But with over half the world’s population living in urban areas in 2015 and rising to a predicted 60% by 2030, according to the World Health Organisation (WHO) – that is double the 30% of the world’s population who lived in urban areas back in 1950 – it is vital that we ensure we are not swapping one set of serious health risks for another. In the same way as the quality of water we drink is vital, it is high time that we are all equally demanding about the quality of air we breathe.
The IAAF’s goal is to help the global efforts of organisations like UN Environment and WHO by gathering data, conducting studies and helping to raise awareness and educate people on air quality.
The IAAF’s ambition is to install a clean air monitor in all 1,000 IAAF-certified track around the world over the next five years in partnership with UNEP.
The data will be available to the cities the tracks are in and, in time, will enable the IAAF to conduct meaningful performance studies with athletes who train and compete on these tracks and in these stadiums and use this information to benefit communities.

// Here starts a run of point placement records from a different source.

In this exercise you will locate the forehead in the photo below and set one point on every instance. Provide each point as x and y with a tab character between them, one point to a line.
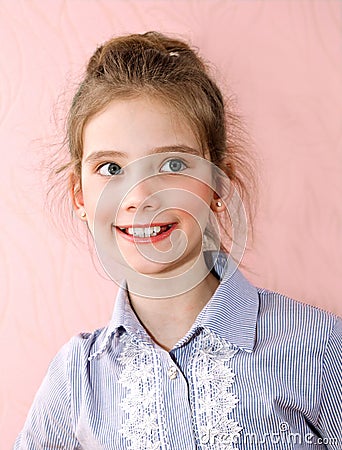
136	127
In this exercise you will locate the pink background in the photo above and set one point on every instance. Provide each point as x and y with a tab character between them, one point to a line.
282	58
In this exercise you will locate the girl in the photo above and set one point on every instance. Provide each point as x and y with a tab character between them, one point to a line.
194	357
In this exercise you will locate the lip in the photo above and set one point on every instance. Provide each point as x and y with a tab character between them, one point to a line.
147	240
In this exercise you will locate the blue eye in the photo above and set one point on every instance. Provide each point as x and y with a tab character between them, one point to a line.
173	166
110	169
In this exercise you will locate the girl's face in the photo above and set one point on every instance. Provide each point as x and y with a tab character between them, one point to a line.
145	186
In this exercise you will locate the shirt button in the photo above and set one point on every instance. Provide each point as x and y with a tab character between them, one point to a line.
172	372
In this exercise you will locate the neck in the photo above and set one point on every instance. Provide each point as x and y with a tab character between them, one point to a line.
168	319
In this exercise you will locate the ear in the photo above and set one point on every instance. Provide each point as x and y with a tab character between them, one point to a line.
76	194
217	204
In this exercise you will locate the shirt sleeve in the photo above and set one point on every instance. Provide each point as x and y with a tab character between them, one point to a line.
330	419
49	424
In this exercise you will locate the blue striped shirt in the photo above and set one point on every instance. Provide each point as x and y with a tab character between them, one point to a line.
257	370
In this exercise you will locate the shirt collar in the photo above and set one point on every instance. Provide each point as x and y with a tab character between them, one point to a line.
231	313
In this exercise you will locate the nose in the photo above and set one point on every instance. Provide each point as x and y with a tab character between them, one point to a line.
144	196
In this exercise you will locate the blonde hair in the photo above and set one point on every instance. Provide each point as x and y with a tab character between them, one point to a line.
165	68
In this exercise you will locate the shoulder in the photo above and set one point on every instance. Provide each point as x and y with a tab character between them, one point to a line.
80	348
296	321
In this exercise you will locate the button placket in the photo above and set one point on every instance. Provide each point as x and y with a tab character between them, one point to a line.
172	373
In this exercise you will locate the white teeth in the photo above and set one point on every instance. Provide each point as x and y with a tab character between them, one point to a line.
144	232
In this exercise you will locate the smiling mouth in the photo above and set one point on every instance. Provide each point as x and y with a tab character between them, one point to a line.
146	232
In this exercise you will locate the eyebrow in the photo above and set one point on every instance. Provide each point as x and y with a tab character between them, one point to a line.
122	155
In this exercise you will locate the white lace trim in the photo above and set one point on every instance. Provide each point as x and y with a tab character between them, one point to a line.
212	392
212	396
144	419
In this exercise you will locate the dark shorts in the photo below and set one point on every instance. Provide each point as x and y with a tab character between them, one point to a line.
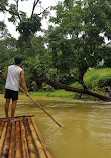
10	94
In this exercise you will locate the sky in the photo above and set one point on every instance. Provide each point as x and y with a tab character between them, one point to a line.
26	6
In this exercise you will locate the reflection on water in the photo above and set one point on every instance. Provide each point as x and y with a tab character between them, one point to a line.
86	131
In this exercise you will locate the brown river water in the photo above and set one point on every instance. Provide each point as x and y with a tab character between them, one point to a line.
86	131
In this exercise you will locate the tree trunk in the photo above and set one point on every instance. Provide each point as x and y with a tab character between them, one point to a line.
58	85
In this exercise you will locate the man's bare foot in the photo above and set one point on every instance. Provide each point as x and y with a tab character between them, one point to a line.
13	120
6	119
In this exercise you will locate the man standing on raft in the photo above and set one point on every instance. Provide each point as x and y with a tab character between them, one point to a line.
12	75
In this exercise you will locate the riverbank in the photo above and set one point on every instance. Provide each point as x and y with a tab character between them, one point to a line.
95	79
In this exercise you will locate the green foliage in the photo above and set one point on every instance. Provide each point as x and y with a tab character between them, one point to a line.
75	41
29	25
98	78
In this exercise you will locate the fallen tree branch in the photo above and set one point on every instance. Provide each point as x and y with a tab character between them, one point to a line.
58	85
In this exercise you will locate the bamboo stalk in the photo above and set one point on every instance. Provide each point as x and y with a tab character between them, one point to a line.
3	137
12	143
18	153
41	139
37	142
18	116
1	128
31	149
5	152
24	143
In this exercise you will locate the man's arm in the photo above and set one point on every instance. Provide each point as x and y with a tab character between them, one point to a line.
23	83
5	75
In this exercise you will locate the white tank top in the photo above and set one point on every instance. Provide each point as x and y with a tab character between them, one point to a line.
12	81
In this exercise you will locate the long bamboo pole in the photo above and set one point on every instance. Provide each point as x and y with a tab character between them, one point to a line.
41	108
18	153
46	149
24	142
18	116
37	142
3	137
5	151
1	128
31	149
12	142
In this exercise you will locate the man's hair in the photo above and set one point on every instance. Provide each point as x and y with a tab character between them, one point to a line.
17	60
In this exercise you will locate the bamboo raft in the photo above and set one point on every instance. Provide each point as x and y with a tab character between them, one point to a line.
22	139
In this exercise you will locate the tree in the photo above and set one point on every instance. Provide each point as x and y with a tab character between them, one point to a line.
76	39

Coe added:
We are installing air quality monitors in six athletics stadiums in different parts of the world – in Monaco (installed in September), Addis Ababa (November), Sydney today and Mexico City, South America and Japan being installed over the next two months.
We will run this pilot for the best part of a year to understand more about the data we can collect and, in that time, we hope to conduct one or two controlled studies on athlete performance and how their performances correlate to the quality of air they are breathing.
The monitoring devices, produced by the Spanish firm Kunak, will collect real time air quality data, measuring levels of several pollutants including PM2.5 (particles), PM10, O3 and NO2, which research shows are the four main elements that have an impact on the performance of athletes.